Qui dites-vous que je suis?

Névé, bocage, houille, vigie.

Névé, la foudre y dort ensevelie,

en bas un cyprès se froisse, s'étire,

ils disent que c'est la liberté :

silhouette en sanglot, rongée de lézardes, suintante de rouille

qu'un soleil vorace fait chanter parmi les stèles en saignées de prières.

Bocage, plus d'osier, plus de nid.

La ligne droite prime et le regard s'ennuie.

L'esprit aussi se meurt de famine.

Je me souviens du suc acide des branches de mûriers

comme des premiers mots en héritage de la tribu,

par la nourrice offerte au seuil vif de l'être, de l'âtre.

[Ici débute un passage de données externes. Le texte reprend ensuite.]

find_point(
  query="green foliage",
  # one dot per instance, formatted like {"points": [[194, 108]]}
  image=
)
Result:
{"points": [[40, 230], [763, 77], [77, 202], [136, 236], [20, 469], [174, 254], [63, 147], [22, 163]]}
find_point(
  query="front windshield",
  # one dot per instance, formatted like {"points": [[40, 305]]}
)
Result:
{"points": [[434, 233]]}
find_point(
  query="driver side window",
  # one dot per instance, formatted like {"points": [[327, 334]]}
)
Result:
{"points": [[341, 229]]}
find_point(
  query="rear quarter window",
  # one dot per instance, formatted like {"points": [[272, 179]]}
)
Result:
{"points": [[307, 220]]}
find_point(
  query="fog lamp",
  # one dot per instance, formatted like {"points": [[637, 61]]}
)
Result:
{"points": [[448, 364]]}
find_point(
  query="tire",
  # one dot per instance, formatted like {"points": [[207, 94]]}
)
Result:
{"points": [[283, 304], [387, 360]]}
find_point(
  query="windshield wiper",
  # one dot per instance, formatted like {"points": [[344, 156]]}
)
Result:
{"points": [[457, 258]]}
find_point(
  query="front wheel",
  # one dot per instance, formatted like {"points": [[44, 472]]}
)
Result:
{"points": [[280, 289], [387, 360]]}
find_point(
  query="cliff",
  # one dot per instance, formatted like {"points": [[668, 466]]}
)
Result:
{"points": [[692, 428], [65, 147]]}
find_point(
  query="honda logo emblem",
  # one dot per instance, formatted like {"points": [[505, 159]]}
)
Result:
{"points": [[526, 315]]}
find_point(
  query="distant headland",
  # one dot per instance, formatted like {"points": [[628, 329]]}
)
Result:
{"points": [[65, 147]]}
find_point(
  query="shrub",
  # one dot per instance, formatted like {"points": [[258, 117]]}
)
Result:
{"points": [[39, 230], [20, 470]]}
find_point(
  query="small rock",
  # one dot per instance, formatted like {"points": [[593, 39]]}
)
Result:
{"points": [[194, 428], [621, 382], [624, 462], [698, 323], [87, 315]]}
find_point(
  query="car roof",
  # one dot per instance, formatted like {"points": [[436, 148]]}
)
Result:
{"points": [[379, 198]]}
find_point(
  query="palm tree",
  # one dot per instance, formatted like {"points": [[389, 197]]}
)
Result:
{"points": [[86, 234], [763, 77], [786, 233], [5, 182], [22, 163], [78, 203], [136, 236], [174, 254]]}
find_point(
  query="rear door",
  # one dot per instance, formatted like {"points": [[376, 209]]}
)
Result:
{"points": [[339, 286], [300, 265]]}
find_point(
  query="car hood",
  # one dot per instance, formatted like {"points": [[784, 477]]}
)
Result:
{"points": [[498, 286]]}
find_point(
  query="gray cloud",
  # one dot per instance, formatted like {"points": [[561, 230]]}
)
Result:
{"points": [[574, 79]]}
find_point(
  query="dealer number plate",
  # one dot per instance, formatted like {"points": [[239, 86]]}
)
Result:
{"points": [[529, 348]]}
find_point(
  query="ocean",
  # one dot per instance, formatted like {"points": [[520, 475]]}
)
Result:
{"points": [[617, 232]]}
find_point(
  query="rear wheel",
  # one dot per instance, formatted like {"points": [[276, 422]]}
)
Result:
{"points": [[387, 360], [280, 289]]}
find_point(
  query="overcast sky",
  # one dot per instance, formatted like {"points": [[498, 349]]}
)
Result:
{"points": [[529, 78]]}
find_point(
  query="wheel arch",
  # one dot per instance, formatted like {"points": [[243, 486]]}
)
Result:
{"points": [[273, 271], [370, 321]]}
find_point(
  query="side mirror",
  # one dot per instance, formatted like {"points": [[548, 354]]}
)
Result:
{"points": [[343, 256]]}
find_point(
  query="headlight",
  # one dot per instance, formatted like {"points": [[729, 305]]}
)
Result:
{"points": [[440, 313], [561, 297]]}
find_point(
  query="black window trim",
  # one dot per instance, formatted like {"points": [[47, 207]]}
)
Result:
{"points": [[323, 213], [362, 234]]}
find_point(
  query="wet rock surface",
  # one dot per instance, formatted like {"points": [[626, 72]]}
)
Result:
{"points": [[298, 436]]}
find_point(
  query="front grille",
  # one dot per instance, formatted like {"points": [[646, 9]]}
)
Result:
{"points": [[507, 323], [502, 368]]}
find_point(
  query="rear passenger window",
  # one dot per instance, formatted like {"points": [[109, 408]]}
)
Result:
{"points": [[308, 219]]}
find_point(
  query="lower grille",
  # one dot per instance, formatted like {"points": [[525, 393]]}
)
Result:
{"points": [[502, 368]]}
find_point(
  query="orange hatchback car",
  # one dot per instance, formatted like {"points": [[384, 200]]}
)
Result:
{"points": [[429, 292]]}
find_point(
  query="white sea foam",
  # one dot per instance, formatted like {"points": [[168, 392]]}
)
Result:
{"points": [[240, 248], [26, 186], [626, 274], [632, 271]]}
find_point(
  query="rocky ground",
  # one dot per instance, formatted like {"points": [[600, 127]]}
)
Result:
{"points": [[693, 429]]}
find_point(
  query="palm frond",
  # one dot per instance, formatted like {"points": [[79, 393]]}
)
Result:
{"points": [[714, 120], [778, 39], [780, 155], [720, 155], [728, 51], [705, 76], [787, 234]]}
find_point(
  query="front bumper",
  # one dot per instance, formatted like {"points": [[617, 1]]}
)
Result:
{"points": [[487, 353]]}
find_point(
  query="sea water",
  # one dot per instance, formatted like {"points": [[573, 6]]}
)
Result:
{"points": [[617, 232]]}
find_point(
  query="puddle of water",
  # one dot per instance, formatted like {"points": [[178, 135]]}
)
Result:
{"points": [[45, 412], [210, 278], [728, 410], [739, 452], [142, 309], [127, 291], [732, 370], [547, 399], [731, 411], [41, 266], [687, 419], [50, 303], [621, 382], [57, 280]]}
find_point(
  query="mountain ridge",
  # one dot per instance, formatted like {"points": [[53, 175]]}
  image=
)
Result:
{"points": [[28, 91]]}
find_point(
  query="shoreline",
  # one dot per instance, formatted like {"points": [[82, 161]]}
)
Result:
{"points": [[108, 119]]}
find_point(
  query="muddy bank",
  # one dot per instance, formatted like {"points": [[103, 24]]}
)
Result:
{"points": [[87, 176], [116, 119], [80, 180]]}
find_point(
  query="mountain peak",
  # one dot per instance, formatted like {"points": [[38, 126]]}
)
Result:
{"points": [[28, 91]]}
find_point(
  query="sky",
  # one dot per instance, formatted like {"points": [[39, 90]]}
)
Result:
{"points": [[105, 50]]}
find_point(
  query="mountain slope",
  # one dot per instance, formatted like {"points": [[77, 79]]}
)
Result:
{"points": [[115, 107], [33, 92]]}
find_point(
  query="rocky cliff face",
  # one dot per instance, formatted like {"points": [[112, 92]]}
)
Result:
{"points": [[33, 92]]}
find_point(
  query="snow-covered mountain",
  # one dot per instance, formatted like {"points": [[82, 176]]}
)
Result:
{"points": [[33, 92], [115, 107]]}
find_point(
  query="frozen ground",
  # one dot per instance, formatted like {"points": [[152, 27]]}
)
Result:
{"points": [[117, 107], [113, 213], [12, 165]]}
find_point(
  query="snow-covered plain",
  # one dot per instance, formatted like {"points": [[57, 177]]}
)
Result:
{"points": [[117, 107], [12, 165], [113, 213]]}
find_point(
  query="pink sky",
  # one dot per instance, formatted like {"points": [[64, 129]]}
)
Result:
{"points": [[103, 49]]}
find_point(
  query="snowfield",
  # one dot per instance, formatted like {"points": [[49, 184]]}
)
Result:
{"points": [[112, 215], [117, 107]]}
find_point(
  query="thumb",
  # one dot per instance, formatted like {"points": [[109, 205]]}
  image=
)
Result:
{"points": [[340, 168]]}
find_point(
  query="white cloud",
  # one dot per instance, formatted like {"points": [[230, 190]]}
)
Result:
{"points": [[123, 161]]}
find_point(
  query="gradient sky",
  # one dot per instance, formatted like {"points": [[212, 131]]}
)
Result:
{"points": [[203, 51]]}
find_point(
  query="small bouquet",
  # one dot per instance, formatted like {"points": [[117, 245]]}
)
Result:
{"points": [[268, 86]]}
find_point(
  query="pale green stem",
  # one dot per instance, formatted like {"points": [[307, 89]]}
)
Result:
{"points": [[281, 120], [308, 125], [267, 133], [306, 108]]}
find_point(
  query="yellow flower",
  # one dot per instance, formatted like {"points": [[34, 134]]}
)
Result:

Femme taraudée, comblant ma tourbe de mots dragées,

faisant de la mémoire, verger empierré,

un océan de quartz et d'arbres chandeliers,

qui me font, malgré les grandes orgues de la barbarie, jouir comme blé.

Houille,

la souffrance des pantins sans ficelles tourbillonne aux spasmes des miroirs,

pendant que des bouddhas, un oeuf dans chaque oeil,

se gavent de la lumière d'un poulpe mystique,

et que le petit, le flou, le si peu, embué de larmes,

regarde à travers son bocal, les étoiles.

Vigie,

combien de fois as-tu foulé ta tête qui roule devant toi ?

De ta mémoire, vide les valises! Pars!

Chevauche ton enclume! La douleur est haute, il te faut la gravir,

la souffrance la porter, toi même porté sur le dos de tes cadavres.

L'enfer serait plus sûr, tu le surpasseras en horreur, tu es sans limites.